01 / 11 / 1847-03 / 04 / 1930
Pierre Biron

Et bien non, ni Alys Robi ni Pierrette Alarie ne furent les premières artistes québécoises de souche à percer sur la scène internationale, comme le suggéraient plusieurs médias québécois commentant leurs décès en début 2011. La priorité historique de la québécoise Albani comme prima donna et soprano de calibre international couvrant quatre décennies, n’enlève rien à la carrière d’Alys Robi ou de Pierrette Alarie. Mais on aimerait bien que les médias québécois démontrent un meilleur sens de l’histoire quand ils commentent la disparition d’une de nos vedettes de souche. Surtout que l’information se trouve à portée de quelques clics…

Cet honneur revient plutôt à la cantatrice Emma Lajeunesse, mieux connue sous le nom d’Emma Albani et Albani tout court, son nom d’artiste.
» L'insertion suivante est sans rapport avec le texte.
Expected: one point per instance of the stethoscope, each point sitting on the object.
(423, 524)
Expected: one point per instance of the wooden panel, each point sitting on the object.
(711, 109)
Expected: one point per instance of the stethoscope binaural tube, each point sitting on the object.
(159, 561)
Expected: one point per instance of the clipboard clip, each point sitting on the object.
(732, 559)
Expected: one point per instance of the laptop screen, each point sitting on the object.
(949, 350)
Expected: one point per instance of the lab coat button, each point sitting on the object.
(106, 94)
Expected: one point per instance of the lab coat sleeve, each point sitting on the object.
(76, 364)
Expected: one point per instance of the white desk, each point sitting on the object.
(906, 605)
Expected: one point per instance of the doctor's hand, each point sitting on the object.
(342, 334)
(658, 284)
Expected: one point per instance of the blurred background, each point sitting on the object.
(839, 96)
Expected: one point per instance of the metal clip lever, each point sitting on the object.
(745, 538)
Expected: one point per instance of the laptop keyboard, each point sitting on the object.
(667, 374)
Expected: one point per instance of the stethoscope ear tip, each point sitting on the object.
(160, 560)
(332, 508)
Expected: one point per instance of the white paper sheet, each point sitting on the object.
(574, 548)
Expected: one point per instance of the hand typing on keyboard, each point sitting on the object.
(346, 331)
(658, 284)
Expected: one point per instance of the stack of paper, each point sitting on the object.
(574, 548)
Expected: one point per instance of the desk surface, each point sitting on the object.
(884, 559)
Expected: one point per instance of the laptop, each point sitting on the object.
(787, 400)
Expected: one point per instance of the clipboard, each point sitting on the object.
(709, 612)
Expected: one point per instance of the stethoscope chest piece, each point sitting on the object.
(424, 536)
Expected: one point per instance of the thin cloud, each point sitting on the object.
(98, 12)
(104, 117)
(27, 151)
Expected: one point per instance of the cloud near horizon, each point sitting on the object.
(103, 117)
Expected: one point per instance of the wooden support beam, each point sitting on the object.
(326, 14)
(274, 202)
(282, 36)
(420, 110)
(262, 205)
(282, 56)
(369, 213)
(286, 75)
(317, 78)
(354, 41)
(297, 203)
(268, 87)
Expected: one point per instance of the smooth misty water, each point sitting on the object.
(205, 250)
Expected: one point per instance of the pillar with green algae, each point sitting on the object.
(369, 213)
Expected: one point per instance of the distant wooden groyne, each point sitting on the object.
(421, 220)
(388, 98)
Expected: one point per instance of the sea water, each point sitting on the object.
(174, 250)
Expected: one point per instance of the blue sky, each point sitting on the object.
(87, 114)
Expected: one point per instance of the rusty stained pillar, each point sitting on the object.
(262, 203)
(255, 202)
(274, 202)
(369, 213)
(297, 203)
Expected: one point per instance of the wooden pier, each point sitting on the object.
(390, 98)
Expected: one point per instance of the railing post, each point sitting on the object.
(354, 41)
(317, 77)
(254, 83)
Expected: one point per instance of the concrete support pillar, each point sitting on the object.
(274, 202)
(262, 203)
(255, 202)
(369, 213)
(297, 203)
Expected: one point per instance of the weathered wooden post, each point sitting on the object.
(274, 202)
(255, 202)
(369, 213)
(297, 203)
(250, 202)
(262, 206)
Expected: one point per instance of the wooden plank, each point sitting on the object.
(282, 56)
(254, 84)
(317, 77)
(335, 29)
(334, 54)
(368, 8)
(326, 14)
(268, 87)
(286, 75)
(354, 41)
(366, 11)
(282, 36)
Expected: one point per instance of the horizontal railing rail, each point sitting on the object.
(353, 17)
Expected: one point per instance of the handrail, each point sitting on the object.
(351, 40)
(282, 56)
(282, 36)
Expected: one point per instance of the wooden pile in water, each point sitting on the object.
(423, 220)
Cette soprano sera la première chanteuse canadienne à connaitre un succès international dans les opéras européens et nord-américains, et cela se passe sous l’ère victorienne.  

Cette québécoise originaire de Chambly (Montérégie) est probablement née le 1.11.1847, tel que déclaré aux religieuses du pensionnat du Sacré-Cœur de Sault-au-Récollet, mais dans ses Mémoires elle écrit la date du 1.11.1852, coquetterie oblige, et c’est le 1.11.1850 qui est gravé sur sa pierre tombale tandis qu’un autre biographe la fait naitre en 1848 ! Le certificat de naissance n’a pas été retrouvé à Chambly, ni même à Plattsburgh. Son père est Joseph Lajeunesse, professeur de musique. Sa mère est Mélina Mignault, fille de l’écossaise Rachel McCutcheon qui habite longtemps Plattsburgh NY.  La maison familiale occupait un terrain avec vue sur le bassin Chambly en face de St-Mathias, sur l’actuelle rue Martel; il est marqué d’une stèle commémorative.

Emma démontra dès 4 ans ses talents pour le piano et le chant que lui enseigne sa mère et à 5 ans son père prend la relève et y ajoute la harpe. C’est le chant qui l’emportera éventuellement.

La famille s’installe à Plattsburgh NY de 1852 à 1856, où se trouve la famille de sa grand-mère maternelle.

Son père la destine à une grande carrière comme cantatrice d’opéra et s’y consacre surtout après le décès prématuré de son épouse en 1856. Quatre à six heures de musique par jour était la règle : piano, harpe, chant. Les admirateurs du compositeur de génie André Mathieu y verront un certain parallèle, lui aussi eut un père très exigeant comme premier professeur de musique.

En septembre 1856, Emma se produit pour la première fois en public comme chanteuse et pianiste à la Salle des artisans de Montréal, puis se fait entendre dans quelques localités des environs. En 1858, Emma et sa sœur cadette Cornélia deviennent pensionnaires au couvent du Sacré-Cœur du Sault-au-Récollet en banlieue de Montréal, où son père maintenant veuf depuis deux ans y enseigne la musique. Jusqu’en juillet 1865.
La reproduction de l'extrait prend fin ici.